No one is getting paid enough to put up with all that shit, OK.
That day the man came in hot, fuming about the cathedral being on fire, and certain that the incident had been the doing of, “those Muslims – they did it!” I posited that it was Paris, that everyone smokes there, and everyone everywhere is always tossing away their cigarette butts out on the streets, like it’s NBD (for shame, still – double-yuck; quit being dicks, people). Presuming and venturing that the cathedral was undergoing renovations, because the thing is medieval (it was, btw), I tried to pivot and redirect his propaganda-infused thinking toward a much simpler theory: Perhaps, more probably, it was nothing more than an accident; a careless construction worker likely flicked his cigarette where they shouldn’t have.
Yeah, no. He was convinced.
And yes, this happened. In America…in 2019. On a Monday morning that was nice until it wasn’t. Jean-Jacques Annaud will not be telling you about this in the movie, OK.
But I remember, and this story has to live in black and white, in 0s and 1s, because it can’t live rent-free in my head anymore.
It was Tax Day that day. I remember because from that day on, I made the conscious effort not to pay the tax of having to talk to him – to help him – because I’d have to listen to him, and I had lost all interest. Plus, I definitely did not get paid enough at all to endure that man’s casual racism and xenophobia. I’d shared, I’d told him a little bit about me, so he knew I was an immigrant.

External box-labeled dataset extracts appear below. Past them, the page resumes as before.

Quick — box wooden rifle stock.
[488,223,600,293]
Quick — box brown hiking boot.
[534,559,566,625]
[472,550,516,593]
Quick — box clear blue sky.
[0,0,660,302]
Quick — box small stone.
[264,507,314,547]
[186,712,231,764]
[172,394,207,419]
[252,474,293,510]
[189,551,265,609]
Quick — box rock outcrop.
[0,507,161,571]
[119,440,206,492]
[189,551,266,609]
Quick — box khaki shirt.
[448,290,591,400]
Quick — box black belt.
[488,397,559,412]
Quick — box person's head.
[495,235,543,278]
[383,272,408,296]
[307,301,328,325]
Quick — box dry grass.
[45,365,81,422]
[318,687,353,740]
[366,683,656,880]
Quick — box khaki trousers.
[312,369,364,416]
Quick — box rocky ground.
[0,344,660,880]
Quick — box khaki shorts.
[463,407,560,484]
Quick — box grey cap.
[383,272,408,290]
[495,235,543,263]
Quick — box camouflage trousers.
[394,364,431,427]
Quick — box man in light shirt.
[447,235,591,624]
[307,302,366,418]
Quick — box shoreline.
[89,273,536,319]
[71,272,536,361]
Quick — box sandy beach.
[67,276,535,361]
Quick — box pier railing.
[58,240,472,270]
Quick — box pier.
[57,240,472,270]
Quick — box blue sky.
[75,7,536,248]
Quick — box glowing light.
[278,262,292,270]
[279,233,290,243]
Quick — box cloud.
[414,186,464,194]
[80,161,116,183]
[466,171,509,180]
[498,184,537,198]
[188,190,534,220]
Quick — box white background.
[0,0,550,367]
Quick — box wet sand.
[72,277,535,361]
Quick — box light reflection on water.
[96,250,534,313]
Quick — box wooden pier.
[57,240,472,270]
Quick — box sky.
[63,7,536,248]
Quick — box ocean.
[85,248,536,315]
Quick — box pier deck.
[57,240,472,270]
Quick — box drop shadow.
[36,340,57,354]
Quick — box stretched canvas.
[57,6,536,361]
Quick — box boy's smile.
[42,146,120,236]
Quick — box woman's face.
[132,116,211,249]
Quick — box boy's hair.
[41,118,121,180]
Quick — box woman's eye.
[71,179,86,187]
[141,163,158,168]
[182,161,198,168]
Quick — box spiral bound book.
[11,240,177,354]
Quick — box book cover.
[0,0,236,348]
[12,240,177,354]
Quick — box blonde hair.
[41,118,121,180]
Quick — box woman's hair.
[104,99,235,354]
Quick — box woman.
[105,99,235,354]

What ever goes through some of these people’s heads here in San Francisco…. Anywhere, really. Making it harder for people to get, do, or hold on to a job….
As a reminder, the deadline toward Tax Day this year was extended from April 15 to July 15, on account of the novel coronavirus global pandemic.
And don’t any of y’all think that we forgot that Donald “the Impeached” Trump never showed the country his tax returns. Nadie sabe para quién trabaja, alright.